Figure 4 below illustrates the race condition with two concurrent workers: (worker1 and worker2)
Figure 4
Both workers read the value 0 (zero) from VISITS_COUNTER_FILE. Then worker1 updates the value to 1. While worker2 is still processing its first request, worker1 receives a new request doing a read immediately followed by a write operation, updating VISITS_COUNTER_FILE to 2. When worker2 finishes handling the request, it writes to VISITS_COUNTER_FILE the value 1: the read value 0 (zero) incremented by one unit. Finally, worker1 receives a new request, reading the VISITS_COUNTER_FILE, whose value is 1.
Security impact
Race conditions can be exploited to cause software malfunctioning, leading to problems such as Denial of Service and Privilege Escalation. Time of check to time of use (TOCTTOU) is a class of race conditions that may lead to privilege escalation.

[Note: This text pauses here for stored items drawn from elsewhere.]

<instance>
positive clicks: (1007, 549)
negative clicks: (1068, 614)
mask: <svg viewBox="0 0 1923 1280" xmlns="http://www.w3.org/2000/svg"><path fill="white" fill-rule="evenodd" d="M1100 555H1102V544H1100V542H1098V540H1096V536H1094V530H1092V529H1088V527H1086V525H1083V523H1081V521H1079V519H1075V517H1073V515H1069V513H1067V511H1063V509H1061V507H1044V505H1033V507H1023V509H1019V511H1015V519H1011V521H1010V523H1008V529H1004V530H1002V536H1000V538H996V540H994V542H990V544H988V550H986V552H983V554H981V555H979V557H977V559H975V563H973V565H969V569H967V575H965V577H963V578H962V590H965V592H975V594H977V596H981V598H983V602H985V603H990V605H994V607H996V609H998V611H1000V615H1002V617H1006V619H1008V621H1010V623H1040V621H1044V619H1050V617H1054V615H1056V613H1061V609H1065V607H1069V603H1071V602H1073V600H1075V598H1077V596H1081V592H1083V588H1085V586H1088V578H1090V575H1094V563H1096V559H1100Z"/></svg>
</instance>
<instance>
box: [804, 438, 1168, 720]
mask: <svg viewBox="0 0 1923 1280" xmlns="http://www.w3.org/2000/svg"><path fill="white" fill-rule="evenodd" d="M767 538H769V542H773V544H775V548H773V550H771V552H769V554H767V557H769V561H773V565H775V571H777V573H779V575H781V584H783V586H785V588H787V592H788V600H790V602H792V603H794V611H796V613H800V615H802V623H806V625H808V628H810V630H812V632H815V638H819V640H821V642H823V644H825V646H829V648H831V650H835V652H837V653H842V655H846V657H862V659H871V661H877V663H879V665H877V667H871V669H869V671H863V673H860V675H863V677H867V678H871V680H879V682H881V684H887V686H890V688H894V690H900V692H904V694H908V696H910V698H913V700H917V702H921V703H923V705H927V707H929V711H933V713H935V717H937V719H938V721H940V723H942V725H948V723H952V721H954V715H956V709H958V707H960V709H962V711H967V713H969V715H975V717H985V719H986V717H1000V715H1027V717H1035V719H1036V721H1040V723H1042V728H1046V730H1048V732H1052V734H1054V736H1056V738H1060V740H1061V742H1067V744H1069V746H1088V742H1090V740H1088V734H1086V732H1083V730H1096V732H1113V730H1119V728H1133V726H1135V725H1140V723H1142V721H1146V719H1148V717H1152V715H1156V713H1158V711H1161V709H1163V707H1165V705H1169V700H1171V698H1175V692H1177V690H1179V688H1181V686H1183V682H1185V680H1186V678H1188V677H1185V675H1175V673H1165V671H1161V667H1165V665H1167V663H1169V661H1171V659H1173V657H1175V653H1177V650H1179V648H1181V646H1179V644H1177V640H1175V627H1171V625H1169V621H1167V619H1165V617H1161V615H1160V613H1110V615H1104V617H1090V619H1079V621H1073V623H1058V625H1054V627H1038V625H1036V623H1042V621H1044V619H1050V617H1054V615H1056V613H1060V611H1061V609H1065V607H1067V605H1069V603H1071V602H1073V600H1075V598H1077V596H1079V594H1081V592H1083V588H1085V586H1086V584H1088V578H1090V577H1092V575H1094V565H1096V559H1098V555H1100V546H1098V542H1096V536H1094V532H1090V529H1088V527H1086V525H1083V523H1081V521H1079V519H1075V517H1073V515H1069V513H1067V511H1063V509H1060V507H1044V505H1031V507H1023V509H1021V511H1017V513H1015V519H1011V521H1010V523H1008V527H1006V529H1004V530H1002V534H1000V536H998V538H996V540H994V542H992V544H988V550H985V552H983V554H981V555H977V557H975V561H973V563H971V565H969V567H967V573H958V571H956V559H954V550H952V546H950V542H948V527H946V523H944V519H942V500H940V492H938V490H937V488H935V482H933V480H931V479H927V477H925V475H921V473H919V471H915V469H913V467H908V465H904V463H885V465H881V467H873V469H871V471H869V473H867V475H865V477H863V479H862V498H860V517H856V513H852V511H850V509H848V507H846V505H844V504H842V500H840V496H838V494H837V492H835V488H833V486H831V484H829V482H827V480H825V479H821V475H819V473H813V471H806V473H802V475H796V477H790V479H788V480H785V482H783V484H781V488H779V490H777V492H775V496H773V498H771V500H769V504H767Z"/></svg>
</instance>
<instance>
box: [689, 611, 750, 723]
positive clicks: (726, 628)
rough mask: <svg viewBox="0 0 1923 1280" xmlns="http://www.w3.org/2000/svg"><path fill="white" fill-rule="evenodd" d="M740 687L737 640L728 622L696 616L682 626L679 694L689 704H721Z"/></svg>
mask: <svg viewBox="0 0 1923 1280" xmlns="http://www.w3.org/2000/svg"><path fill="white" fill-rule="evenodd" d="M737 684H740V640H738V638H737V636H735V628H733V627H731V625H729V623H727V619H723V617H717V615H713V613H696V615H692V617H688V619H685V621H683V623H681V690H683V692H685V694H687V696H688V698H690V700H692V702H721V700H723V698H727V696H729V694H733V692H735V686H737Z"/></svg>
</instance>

Below are some examples of race conditions:
- Window Open Race Condition Vulnerability, Internet Explorer, CVE-2011-1257
- Windows Shortcut-Link, CVE-2010-2568
- Pulse Audio, CVE-2009-1894
- Firefox, CVE-2007-5960
How to detect
As previously mentioned, it isn’t easy to find and solve race conditions, but care, diligence, and testing will certainly help. Despite of offering a clean way to write concurrent code, Go creators felt the need to add a race detector to help diagnose race conditions.

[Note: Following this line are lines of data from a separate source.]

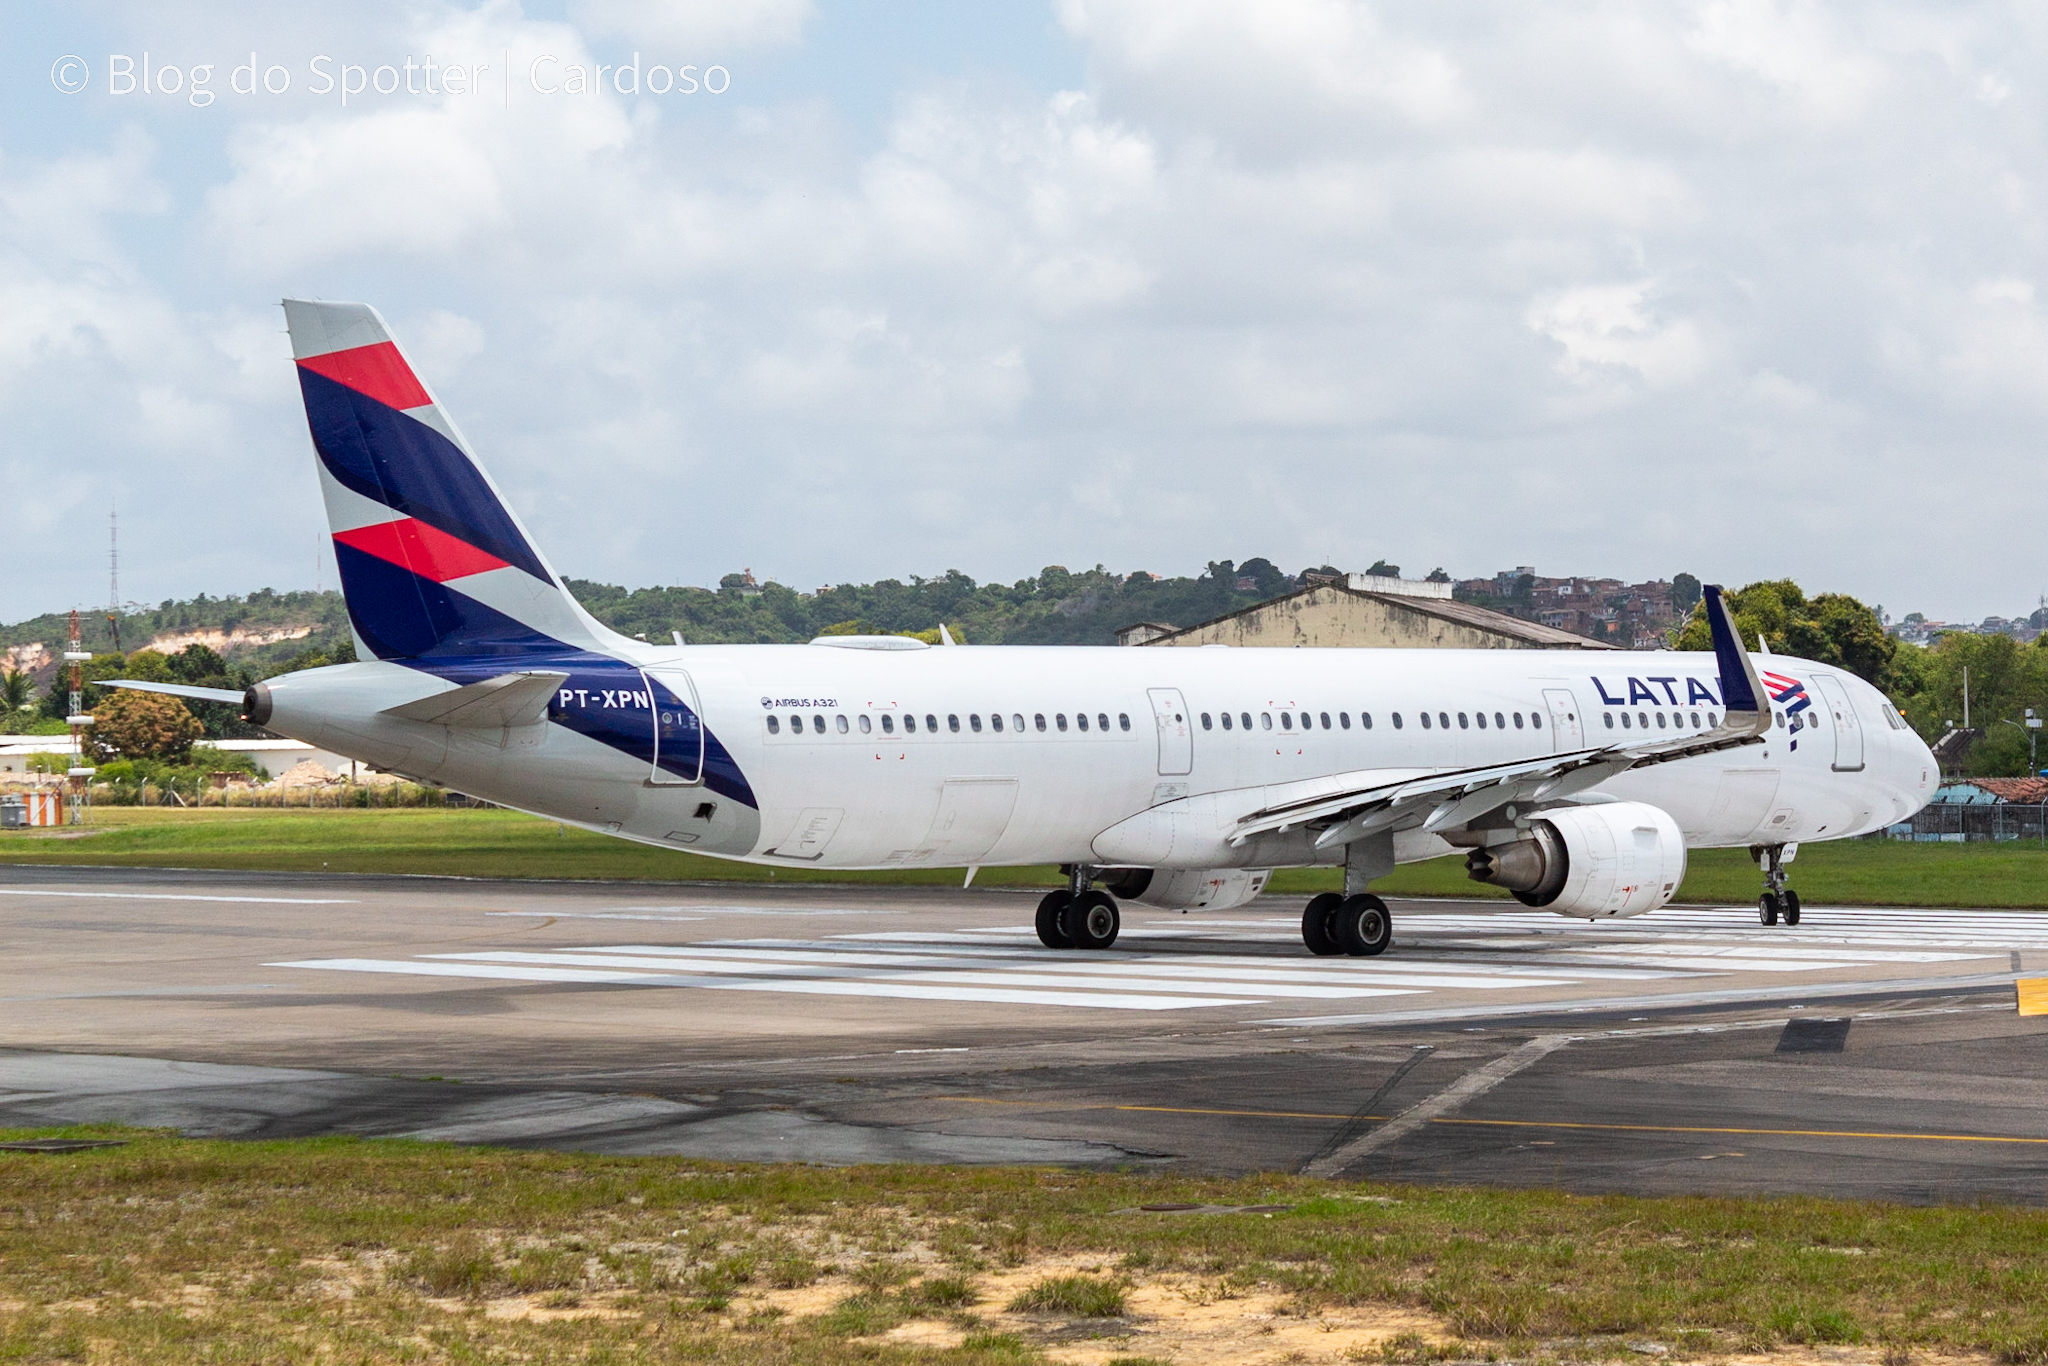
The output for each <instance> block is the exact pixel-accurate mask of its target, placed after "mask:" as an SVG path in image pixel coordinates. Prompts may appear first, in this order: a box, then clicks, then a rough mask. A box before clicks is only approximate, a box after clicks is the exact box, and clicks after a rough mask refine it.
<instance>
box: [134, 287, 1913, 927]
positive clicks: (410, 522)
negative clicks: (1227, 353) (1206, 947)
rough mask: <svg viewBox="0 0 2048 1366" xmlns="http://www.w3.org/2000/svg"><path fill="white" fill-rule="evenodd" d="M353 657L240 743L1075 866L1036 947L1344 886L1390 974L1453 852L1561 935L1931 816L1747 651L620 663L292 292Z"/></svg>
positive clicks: (476, 791) (666, 816)
mask: <svg viewBox="0 0 2048 1366" xmlns="http://www.w3.org/2000/svg"><path fill="white" fill-rule="evenodd" d="M285 317H287V324H289V332H291V346H293V358H295V365H297V375H299V387H301V393H303V397H305V416H307V426H309V430H311V440H313V455H315V469H317V475H319V487H322V494H324V498H326V512H328V524H330V530H332V537H334V555H336V561H338V563H340V578H342V592H344V598H346V604H348V621H350V629H352V633H354V645H356V661H354V664H338V666H328V668H315V670H303V672H295V674H283V676H276V678H268V680H264V682H258V684H256V686H252V688H250V690H248V692H246V694H244V692H229V690H217V688H190V686H178V684H152V682H137V680H113V686H123V688H139V690H150V692H170V694H176V696H190V698H205V700H231V702H240V705H242V707H244V715H246V717H248V721H252V723H256V725H260V727H264V729H268V731H274V733H279V735H289V737H293V739H303V741H307V743H313V745H319V748H324V750H332V752H338V754H346V756H350V758H354V760H360V762H365V764H371V766H375V768H379V770H385V772H393V774H401V776H406V778H412V780H418V782H426V784H436V786H449V788H457V791H463V793H471V795H475V797H481V799H485V801H492V803H498V805H502V807H512V809H518V811H526V813H532V815H541V817H547V819H555V821H563V823H571V825H580V827H584V829H594V831H602V834H608V836H618V838H623V840H635V842H641V844H653V846H662V848H674V850H690V852H696V854H713V856H719V858H733V860H743V862H754V864H768V866H799V868H930V866H954V868H958V866H965V868H969V872H967V879H969V883H971V881H973V877H975V870H979V868H987V866H1006V864H1059V866H1061V868H1063V872H1065V877H1067V885H1065V887H1059V889H1055V891H1051V893H1047V897H1044V899H1042V901H1040V905H1038V913H1036V930H1038V938H1040V942H1042V944H1044V946H1047V948H1057V950H1104V948H1110V946H1112V944H1114V942H1116V936H1118V928H1120V909H1118V907H1120V901H1137V903H1143V905H1149V907H1161V909H1182V911H1221V909H1229V907H1235V905H1243V903H1245V901H1249V899H1251V897H1255V895H1260V893H1262V891H1264V889H1266V883H1268V879H1270V877H1272V872H1274V870H1276V868H1303V866H1329V868H1341V870H1343V883H1341V885H1343V891H1331V893H1323V895H1317V897H1313V899H1311V901H1309V903H1307V905H1305V909H1303V944H1305V946H1307V948H1309V950H1311V952H1315V954H1352V956H1370V954H1378V952H1384V950H1386V948H1389V944H1391V942H1393V915H1391V913H1389V909H1386V903H1384V901H1382V899H1380V897H1376V895H1372V891H1370V885H1372V883H1374V881H1376V879H1380V877H1384V874H1386V872H1391V870H1393V868H1395V866H1397V864H1403V862H1415V860H1423V858H1440V856H1450V854H1462V856H1464V866H1466V872H1468V877H1470V879H1475V881H1479V883H1487V885H1493V887H1499V889H1505V891H1509V893H1511V895H1513V897H1516V901H1520V903H1522V905H1530V907H1546V909H1550V911H1556V913H1561V915H1577V917H1602V920H1606V917H1626V915H1640V913H1645V911H1653V909H1657V907H1661V905H1665V903H1667V901H1671V897H1673V895H1675V891H1677V887H1679V883H1681V879H1683V874H1686V856H1688V850H1696V848H1731V846H1733V848H1749V850H1751V854H1753V856H1755V858H1757V862H1759V866H1761V870H1763V893H1761V897H1759V901H1757V915H1759V922H1761V924H1763V926H1774V924H1780V922H1784V924H1798V922H1800V901H1798V893H1796V891H1792V889H1790V887H1788V872H1786V864H1790V862H1792V858H1794V854H1796V850H1798V844H1802V842H1815V840H1847V838H1853V836H1860V834H1868V831H1874V829H1880V827H1884V825H1890V823H1894V821H1901V819H1907V817H1909V815H1911V813H1913V811H1917V809H1919V807H1921V805H1925V803H1927V799H1929V795H1931V793H1933V786H1935V782H1937V774H1939V770H1937V766H1935V760H1933V756H1931V754H1929V750H1927V745H1925V743H1923V741H1921V737H1919V735H1917V733H1915V731H1913V729H1911V727H1909V725H1907V723H1905V719H1903V717H1901V715H1898V711H1896V709H1894V707H1892V705H1890V702H1888V700H1886V698H1884V694H1882V692H1878V690H1876V688H1872V686H1870V684H1866V682H1864V680H1860V678H1858V676H1853V674H1849V672H1845V670H1841V668H1837V666H1827V664H1815V661H1808V659H1794V657H1786V655H1765V657H1763V668H1759V661H1757V659H1755V657H1753V655H1751V653H1749V649H1747V647H1745V645H1743V643H1741V639H1739V635H1737V629H1735V621H1733V616H1731V612H1729V606H1726V602H1724V598H1722V590H1720V588H1718V586H1708V588H1704V590H1702V594H1704V610H1706V616H1708V625H1710V629H1712V643H1714V649H1712V653H1673V651H1638V653H1626V651H1597V653H1595V651H1583V653H1581V651H1536V649H1444V651H1436V649H1233V647H1225V645H1210V647H1194V649H1188V647H1169V649H1118V647H1016V645H1010V647H973V645H952V639H950V633H948V635H944V643H940V645H938V647H932V645H926V643H924V641H918V639H911V637H897V635H881V637H868V635H829V637H819V639H813V641H811V643H807V645H688V643H684V641H682V637H680V635H676V641H674V643H672V645H653V643H647V641H639V639H629V637H625V635H621V633H616V631H612V629H608V627H604V625H602V623H598V621H596V618H594V616H592V614H590V612H586V610H584V608H582V606H580V604H578V602H575V598H573V596H571V594H569V590H567V588H565V586H563V580H561V575H559V573H557V571H555V569H553V565H551V563H549V561H547V557H545V555H543V553H541V551H539V547H537V545H535V541H532V537H530V535H528V532H526V528H524V526H522V524H520V520H518V516H516V514H514V512H512V508H510V506H508V504H506V500H504V498H502V496H500V492H498V487H496V485H494V483H492V479H489V475H487V473H483V467H481V463H479V461H477V457H475V453H473V451H471V444H469V442H467V440H465V438H463V434H461V430H459V428H457V426H455V422H453V418H451V416H449V414H446V410H444V405H442V403H440V401H438V399H436V397H434V393H432V391H430V389H428V387H426V383H424V381H422V379H420V375H418V371H416V369H414V365H412V362H410V360H408V358H406V354H403V350H399V346H397V342H395V340H393V336H391V330H389V328H387V326H385V322H383V317H381V315H379V313H377V311H375V309H373V307H369V305H360V303H315V301H303V299H287V301H285Z"/></svg>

Go race detector works on all major operating systems, but only on 64bits systems, and it can only detect data races (accesses to memory from different threads or operations that impose ordering on memory accesses). Remember that race condition detection happens at runtime with a cost of 5-10x in memory increase, and 2-20x in execution time for a typical program.
To enable races detection, run your programs with the -race option, e.g., go run -race server.go. Go race detector won’t report any races on server.go because it isn’t a data race but, instead, a TOCTTOU race. Changing the implementation, replacing the VISITS_COUNTER_FILE file by a shared global variable visitsCounter to store number of visits (server-alternative.go), will allow us to see -race option output go run -race server-alternative.go as shown in Figure 5 below.
Figure 5
How to solve
Generally speaking, using mutual exclusion locks (mutex), semaphores, and other access and execution control primitives will help you preventing races. Packages like sync provides basic synchronization primitives such as mutual exclusion locks.
Adding a mutex to our HTTP server as in server-fixed.go implementation, fixes the race condition, leading to the expected result as shown in Figure 6.
Figure 6
Mutual exclusion locks role in computer programs is very simple. Before starting an operation on shared state, one worker should gain access to it acquiring mutex’s lock (Lock()). As soon as it happens, all other workers willing to manipulate the shared state will be blocked until the mutex’s lock is released (Unlock()). Once the mutex’s lock is released, the next worker will be able to manipulate the shared state.
In our example, acquiring mutex’s lock will enable the worker to read and write from/to the VISITS_COUNTER_FILE in this exact order, without interference from other workers. After updating the VISITS_COUNTER_FILE, then other workers will be able to do the same.
Of course, access and execution control primitives bring other challenges. For example, what if mutex’s lock never gets released? Workers will be perpetually denied access to the shared resource, potentially leading to a Denial of Service. This is a well-known problem in concurrent programming called starvation, which is out of the scope of this blog post.
Conclusion
Golang concurrency is awesome but there’s not much the compiler can do to prevent you from making mistakes leading to a Race Condition. Race conditions are something you’ll really want to avoid, and detection and debugging are both tough tasks.
While writing concurrent programs double check whether state (e.g., a file or variable) is accessed by more than one worker/thread/process at the same time. If so, you’ll need some access control mechanism such as mutexes or semaphores.